H100 Usage
Work-In-Progress
This guide, and the overall set up of the server, is temporary while the usage and configuration of the H100 node is being fleshed out. Any major changes in usage would be announced in advance.
Current Set Up
Our new H100 node, known as h1gpu01, has two H100 cards in it split in multiple ways to allow for a mix of performance versus capacity. This is done using the Multi-Instance GPU (MIG) feature in certain NVIDIA cards.
Node Specs
| CPU | AMD EPYC 9354 32-Core (x2) |
| CPU Cores (Total) | 64 |
| CPU Clock (Base/Boost) | 3.25 GHz / 3.75 GHz |
| Memory | 384 GB |
| Local Scratch | 800 GB |
GPU+MIG Set Up
| Quantity | VRAM | Slurm Setting |
|---|---|---|
| 7 | 11GB | --gres=gpu:h100_11gb |
| 1 | 94GB | --gres=gpu:h100_94gb |
Last Updated: 9/08/2025
Capacity vs Performance - Changes Often
This server is always changing based on performance vs capacity needs. Depending on what is needed by faculty for classes and projects, the H100 may be adjusted at any time to match those needs.
Before you use the H100, we recommend viewing the table above to see the current configurationa and adjust your scripts accordingly.
Limited Access
The following accounts are currently approved to use the H100 server. Use myaccounts to see which accounts your user account is under. If you need access to this server for your research, please contact us to discuss options.
- gomesr_reu
- gomesr_pdac_scans
- 2261.cs.426.001 (CS 426 - Fall 2025)
Slurm Settings
Using the H100 GPU requires a few changes that differ from other GPU nodes.
Partition: #SBATCH --partition=h1gpu
Account: #SBATCH --account=ABC (Only approved accounts are supported)
GRES: #SBATCH --gres=gpu:h100_11gb (Instead of --gpus=)
Time: Max 2 Days
#SBATCH --account=my-research-group
#SBATCH --partition=h1gpu
#SBATCH --gres=gpu:h100_94gb
#SBATCH --time=2-00:00:00
module load python-libs
conda activate my-env
python script.py
Known Issues
Full usage of the H100 is still in development and requires several changes that are being worked out.
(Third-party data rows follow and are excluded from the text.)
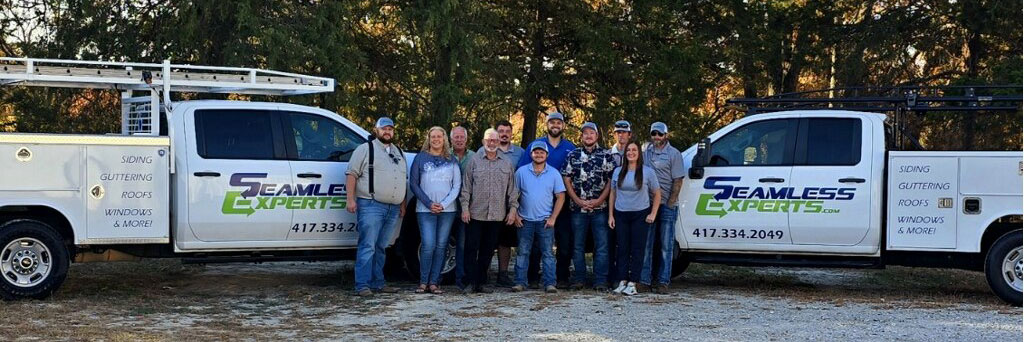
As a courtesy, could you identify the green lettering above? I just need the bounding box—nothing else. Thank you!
[696,194,726,218]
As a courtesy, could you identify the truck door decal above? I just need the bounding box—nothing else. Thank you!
[694,176,857,218]
[221,173,346,216]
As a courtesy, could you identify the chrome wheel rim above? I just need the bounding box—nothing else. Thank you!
[0,238,53,288]
[1002,246,1024,292]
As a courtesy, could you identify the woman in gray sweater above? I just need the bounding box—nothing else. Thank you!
[409,126,462,294]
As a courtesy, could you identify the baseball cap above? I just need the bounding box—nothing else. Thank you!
[548,112,565,121]
[375,117,394,128]
[580,121,600,132]
[650,121,669,134]
[529,141,548,153]
[615,120,633,132]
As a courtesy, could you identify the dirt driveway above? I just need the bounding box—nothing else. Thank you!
[0,260,1022,342]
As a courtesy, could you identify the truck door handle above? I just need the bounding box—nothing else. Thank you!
[193,171,220,177]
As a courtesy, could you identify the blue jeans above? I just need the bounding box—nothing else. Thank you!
[515,220,555,287]
[640,206,679,285]
[572,210,608,286]
[355,199,400,291]
[416,212,455,285]
[452,211,467,289]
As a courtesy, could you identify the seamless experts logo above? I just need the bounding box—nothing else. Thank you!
[696,177,856,218]
[220,173,345,216]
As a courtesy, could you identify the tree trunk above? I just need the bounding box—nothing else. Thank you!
[520,1,546,147]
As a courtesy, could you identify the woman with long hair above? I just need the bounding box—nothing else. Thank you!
[608,140,662,296]
[409,126,462,294]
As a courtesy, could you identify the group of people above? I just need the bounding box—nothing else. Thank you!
[346,113,684,296]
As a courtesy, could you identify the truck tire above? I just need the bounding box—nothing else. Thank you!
[0,220,71,300]
[985,230,1024,306]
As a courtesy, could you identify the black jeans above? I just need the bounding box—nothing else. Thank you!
[462,220,505,288]
[614,208,651,283]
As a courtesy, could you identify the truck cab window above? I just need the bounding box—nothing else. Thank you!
[711,120,795,166]
[196,110,274,160]
[289,113,366,162]
[797,118,861,166]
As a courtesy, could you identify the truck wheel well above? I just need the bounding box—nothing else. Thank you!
[981,215,1021,257]
[0,206,75,245]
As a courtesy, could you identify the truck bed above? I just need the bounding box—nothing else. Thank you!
[0,133,171,245]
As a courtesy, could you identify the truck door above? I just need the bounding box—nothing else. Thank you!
[680,119,798,246]
[282,112,367,241]
[790,117,880,246]
[187,110,292,242]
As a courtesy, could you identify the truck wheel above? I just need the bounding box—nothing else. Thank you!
[669,241,690,280]
[0,220,71,300]
[985,230,1024,306]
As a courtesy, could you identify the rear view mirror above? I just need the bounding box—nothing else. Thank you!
[689,138,711,179]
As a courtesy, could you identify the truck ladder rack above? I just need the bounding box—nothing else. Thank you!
[725,85,1022,149]
[0,57,334,135]
[0,57,334,95]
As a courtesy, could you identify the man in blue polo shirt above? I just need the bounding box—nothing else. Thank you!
[512,141,565,293]
[517,112,575,288]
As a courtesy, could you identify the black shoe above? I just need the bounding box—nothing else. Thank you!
[496,272,515,288]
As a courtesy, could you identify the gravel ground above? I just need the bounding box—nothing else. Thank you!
[0,260,1022,342]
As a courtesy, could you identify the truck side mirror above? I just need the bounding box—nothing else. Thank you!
[689,138,711,179]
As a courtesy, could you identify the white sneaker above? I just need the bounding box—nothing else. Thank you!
[611,281,626,294]
[623,282,637,296]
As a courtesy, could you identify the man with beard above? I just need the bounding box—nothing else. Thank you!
[459,129,519,293]
[562,122,615,292]
[476,120,524,287]
[610,120,633,167]
[640,122,686,294]
[517,112,575,288]
[345,117,409,297]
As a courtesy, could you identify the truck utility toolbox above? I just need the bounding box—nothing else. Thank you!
[0,134,170,245]
[886,152,1022,252]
Some of these are specific to the use of MIG in the H100, and some of them are related to other components in the compute node that are newer than other servers in our cluster.
- The 11gb option is not currently available to other groups automatically. (94GB is to remain restricted)
- Jupyter support is currently not available, but is being worked on.
- Metrics dashboard does not currently show usage metrics of GPU cards due to how NVIDIA reports stats about MIG-based cards.
- Slurm does not track GPU utilization or memory for statistics.
- The high-speed slingshot network connected to the storage servers is currently not available (impacts heavy read/write operations).